The FutureSex/LoveShow was the third concert tour by American singer-songwriter Justin Timberlake. It showcased his second studio album, FutureSex/LoveSounds (2006). The tour grossed $127.8 million. It was the third highest-grossing concert tour of 2007.

SexyBack Dance Club
A limited number of tickets were released which gave fans access to a bar/club area around the stage known as the SexyBack Dance Club. There were two types of these tickets available; Seating and Standing. The seating tickets gave fans access to this area as well as a seat integrated into the stage itself.
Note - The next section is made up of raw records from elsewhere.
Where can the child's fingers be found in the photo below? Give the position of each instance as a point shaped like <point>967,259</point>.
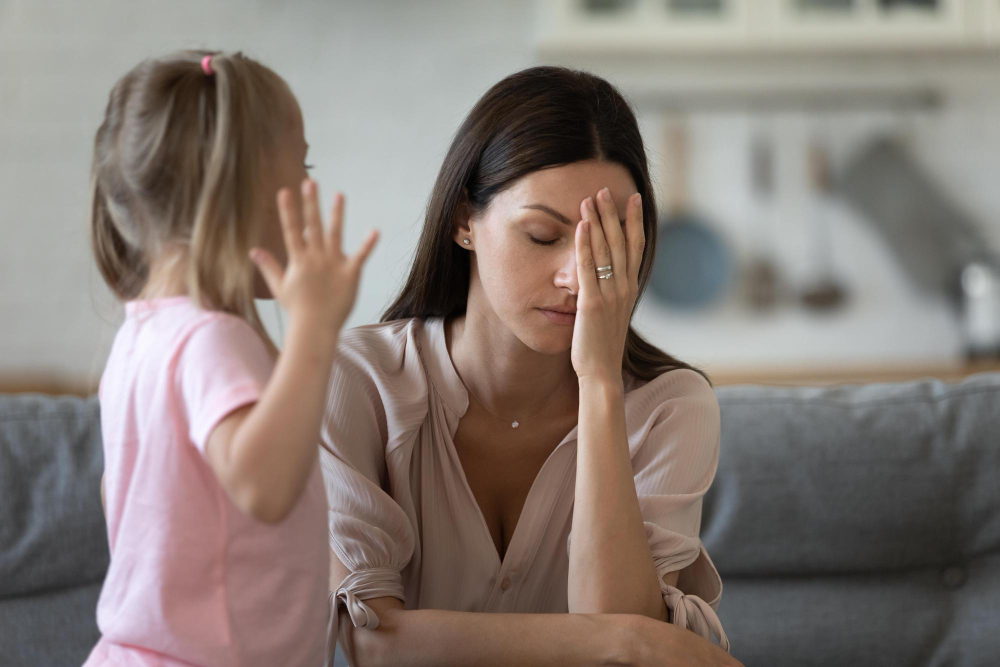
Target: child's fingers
<point>336,223</point>
<point>269,267</point>
<point>310,211</point>
<point>291,223</point>
<point>361,256</point>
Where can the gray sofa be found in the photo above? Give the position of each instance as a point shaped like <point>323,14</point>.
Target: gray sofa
<point>852,526</point>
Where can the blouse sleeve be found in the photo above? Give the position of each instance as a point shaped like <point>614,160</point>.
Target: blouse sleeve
<point>369,531</point>
<point>674,465</point>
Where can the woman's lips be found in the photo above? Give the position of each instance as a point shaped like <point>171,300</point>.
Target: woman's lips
<point>559,318</point>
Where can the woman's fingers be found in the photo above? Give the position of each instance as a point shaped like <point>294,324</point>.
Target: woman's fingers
<point>599,250</point>
<point>635,237</point>
<point>291,222</point>
<point>614,238</point>
<point>584,260</point>
<point>310,211</point>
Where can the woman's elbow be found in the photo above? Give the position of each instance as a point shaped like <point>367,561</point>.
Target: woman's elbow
<point>365,647</point>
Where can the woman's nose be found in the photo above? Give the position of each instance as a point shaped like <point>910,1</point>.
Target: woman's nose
<point>566,275</point>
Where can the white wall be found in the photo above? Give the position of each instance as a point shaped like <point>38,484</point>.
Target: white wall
<point>383,86</point>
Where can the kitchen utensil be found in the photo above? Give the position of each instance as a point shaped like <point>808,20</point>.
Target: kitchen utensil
<point>692,265</point>
<point>761,276</point>
<point>825,292</point>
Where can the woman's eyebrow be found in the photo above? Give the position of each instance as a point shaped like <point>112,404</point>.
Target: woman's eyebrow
<point>551,211</point>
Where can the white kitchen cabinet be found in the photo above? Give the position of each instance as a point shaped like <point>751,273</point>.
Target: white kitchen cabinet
<point>747,26</point>
<point>992,22</point>
<point>640,25</point>
<point>871,24</point>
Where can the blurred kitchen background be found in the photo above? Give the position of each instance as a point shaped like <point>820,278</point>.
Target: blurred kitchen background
<point>828,170</point>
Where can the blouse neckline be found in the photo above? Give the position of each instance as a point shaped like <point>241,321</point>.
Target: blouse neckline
<point>445,378</point>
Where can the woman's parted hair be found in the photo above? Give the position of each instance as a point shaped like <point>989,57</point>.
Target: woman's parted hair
<point>534,119</point>
<point>178,163</point>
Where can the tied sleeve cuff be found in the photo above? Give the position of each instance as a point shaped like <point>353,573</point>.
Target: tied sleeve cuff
<point>693,613</point>
<point>358,586</point>
<point>365,585</point>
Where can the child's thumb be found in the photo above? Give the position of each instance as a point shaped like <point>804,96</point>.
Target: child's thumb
<point>269,268</point>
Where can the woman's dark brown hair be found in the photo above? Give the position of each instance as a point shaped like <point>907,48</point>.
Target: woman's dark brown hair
<point>534,119</point>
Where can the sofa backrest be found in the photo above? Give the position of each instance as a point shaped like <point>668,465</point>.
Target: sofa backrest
<point>52,532</point>
<point>859,524</point>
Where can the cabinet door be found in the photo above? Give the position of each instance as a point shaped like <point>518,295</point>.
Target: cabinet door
<point>658,25</point>
<point>993,21</point>
<point>872,24</point>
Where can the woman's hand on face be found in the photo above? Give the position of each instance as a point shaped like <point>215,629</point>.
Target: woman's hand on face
<point>604,306</point>
<point>319,281</point>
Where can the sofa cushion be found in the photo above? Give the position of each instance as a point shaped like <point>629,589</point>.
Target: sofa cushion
<point>52,531</point>
<point>54,629</point>
<point>859,524</point>
<point>855,478</point>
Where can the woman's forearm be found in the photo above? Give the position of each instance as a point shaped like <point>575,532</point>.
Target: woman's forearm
<point>610,565</point>
<point>439,638</point>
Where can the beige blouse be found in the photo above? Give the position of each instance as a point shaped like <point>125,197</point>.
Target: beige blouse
<point>405,522</point>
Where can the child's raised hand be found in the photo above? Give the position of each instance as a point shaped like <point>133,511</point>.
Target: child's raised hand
<point>319,281</point>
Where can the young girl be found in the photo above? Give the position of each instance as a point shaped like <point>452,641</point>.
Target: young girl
<point>215,506</point>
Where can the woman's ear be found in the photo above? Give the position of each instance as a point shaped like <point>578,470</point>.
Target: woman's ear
<point>462,227</point>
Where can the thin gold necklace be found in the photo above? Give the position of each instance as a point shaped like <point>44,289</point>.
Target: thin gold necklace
<point>515,423</point>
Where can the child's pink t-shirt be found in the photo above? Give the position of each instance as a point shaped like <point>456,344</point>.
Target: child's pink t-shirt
<point>193,580</point>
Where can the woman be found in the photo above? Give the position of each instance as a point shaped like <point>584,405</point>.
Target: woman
<point>503,441</point>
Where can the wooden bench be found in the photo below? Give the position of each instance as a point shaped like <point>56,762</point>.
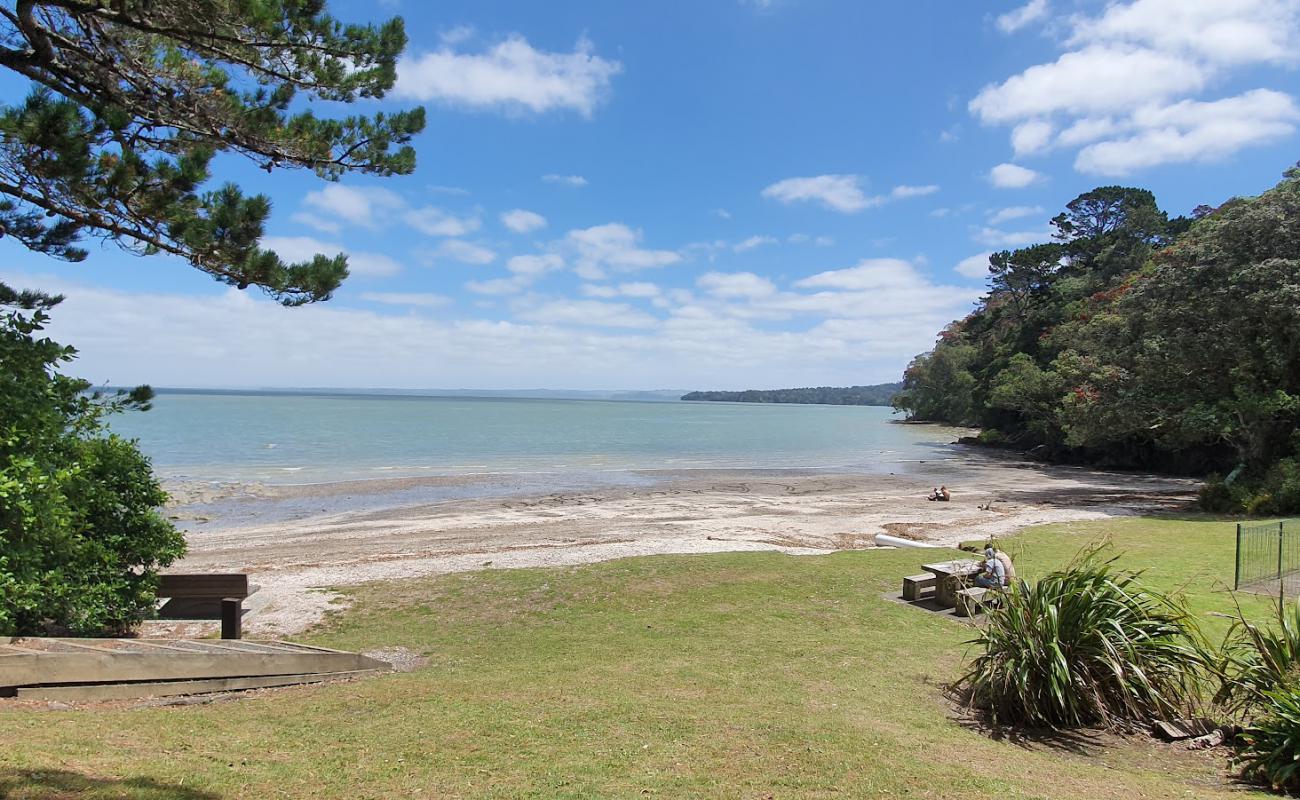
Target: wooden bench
<point>973,601</point>
<point>914,586</point>
<point>207,596</point>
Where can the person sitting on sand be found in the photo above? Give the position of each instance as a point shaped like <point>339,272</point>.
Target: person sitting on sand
<point>995,573</point>
<point>1006,563</point>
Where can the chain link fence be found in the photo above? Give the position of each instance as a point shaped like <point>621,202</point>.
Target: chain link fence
<point>1268,558</point>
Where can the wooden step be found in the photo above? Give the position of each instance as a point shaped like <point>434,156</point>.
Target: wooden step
<point>172,688</point>
<point>82,661</point>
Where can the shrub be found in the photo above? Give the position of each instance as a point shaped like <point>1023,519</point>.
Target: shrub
<point>1082,647</point>
<point>81,539</point>
<point>1255,661</point>
<point>1269,749</point>
<point>1277,491</point>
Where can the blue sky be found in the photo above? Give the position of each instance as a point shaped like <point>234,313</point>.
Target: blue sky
<point>709,194</point>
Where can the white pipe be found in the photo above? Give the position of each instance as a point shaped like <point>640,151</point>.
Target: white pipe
<point>897,541</point>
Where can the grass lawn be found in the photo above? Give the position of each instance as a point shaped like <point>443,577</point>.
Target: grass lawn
<point>733,675</point>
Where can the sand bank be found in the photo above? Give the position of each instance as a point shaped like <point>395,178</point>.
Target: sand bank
<point>346,533</point>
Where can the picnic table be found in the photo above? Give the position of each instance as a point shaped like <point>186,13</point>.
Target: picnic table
<point>952,576</point>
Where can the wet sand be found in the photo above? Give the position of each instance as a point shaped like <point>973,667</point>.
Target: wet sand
<point>297,541</point>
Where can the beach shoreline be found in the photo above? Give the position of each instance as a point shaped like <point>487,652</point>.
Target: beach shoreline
<point>299,541</point>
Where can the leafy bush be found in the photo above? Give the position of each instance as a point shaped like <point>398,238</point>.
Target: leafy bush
<point>1255,661</point>
<point>81,539</point>
<point>1269,749</point>
<point>1274,492</point>
<point>1086,645</point>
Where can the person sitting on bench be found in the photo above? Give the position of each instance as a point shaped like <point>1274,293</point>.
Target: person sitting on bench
<point>995,574</point>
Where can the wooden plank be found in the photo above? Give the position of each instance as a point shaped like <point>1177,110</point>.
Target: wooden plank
<point>211,586</point>
<point>104,667</point>
<point>172,688</point>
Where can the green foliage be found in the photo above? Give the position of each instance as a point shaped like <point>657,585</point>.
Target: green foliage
<point>1140,341</point>
<point>878,394</point>
<point>1269,749</point>
<point>81,539</point>
<point>1086,645</point>
<point>1274,492</point>
<point>1255,661</point>
<point>133,99</point>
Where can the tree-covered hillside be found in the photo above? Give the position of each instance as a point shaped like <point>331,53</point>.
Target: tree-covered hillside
<point>1134,340</point>
<point>878,394</point>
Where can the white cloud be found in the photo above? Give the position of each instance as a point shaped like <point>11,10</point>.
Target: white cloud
<point>869,275</point>
<point>438,223</point>
<point>1127,87</point>
<point>1014,20</point>
<point>589,312</point>
<point>752,242</point>
<point>614,246</point>
<point>1194,132</point>
<point>1013,176</point>
<point>975,266</point>
<point>1014,212</point>
<point>511,285</point>
<point>576,181</point>
<point>523,221</point>
<point>736,284</point>
<point>1236,31</point>
<point>407,298</point>
<point>510,76</point>
<point>995,237</point>
<point>913,191</point>
<point>303,249</point>
<point>836,191</point>
<point>637,289</point>
<point>534,264</point>
<point>1031,137</point>
<point>467,253</point>
<point>243,340</point>
<point>1095,80</point>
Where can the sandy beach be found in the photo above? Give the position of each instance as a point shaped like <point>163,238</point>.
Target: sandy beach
<point>298,541</point>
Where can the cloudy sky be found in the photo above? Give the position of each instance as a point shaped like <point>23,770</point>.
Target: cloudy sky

The standing tickets gave access to the same area without a seat.

Critical reception
Rolling Stone editor Laura Checkoway, who attended the tour at the Madison Square Garden in April 2007, called the show "strictly grown and sexy" in her review. After attending the second Madison Square Garden date in August, Sia Michel from The New York Times thought "since his last tour, for 2002's multiplatinum Justified, he has learned how to project sex-symbol edge. During an ambitious, well-oiled spectacle of nearly three hours, this New Justin cursed, gyrated and mimicked bedroom acts with his lingerie-clad dancers." After attending The O2, London date, musicOMH's Jonny Carey wrote, "Tonight proved that as well as being responsible for some of this decade's best pop moments, Justin Timberlake is among the best performers and will be continuing to headline venues of this stature for years to come."

Opening acts
Pink (North America) (select dates)
Fergie (North America & Europe) (select dates)
Unklejam (Europe) (select dates)
Kenna (Europe) (select dates)
Natasha Bedingfield (Europe) (select dates)
Esmée Denters (Europe) (select dates)
Paris Wells (Australia) (selected dates)

Set list
"FutureSex/LoveSound"
"Like I Love You"
"My Love"  (contains excerpts from "Let Me Talk to You (Prelude)")
"Señorita"
"Sexy Ladies"
"Until the End of Time"
"What Goes Around... Comes Around"
"Chop Me Up"
"Rock Your Body"
Medley: "Gone" / "Take It from Here" / "Last Night"
"Damn Girl"
"Summer Love"
"Losing My Way"
"Cry Me a River"
"LoveStoned/I Think She Knows (Interlude)"
"SexyBack"
Encore
"(Another Song) All Over Again"

Shows

See also 
 List of highest-grossing concert tours

Notes

Broadcast and recordings
It was announced in May, 2007 that Timberlake signed a deal with the HBO network to broadcast the concert and then release it on DVD. The Madison Square Garden date for the second North American leg of the tour was added for this reason by HBO. The concert was filmed on the night of the show, August 16, and aired September 3, 2007. It also marked the first time that Timberlake would host a concert at Madison Square Garden where his boy band NSYNC also had their concert there back in 2000, which was also an HBO special.

The 2 disc edition of the FutureSex/LoveShow: Live from Madison Square Garden was released on DVD and Blu-ray exclusively in Best Buy on November 20, 2007 (although the Special Features disc in the Blu-ray package is a standard DVD). In Austria, the DVD was released on November 16, 2007.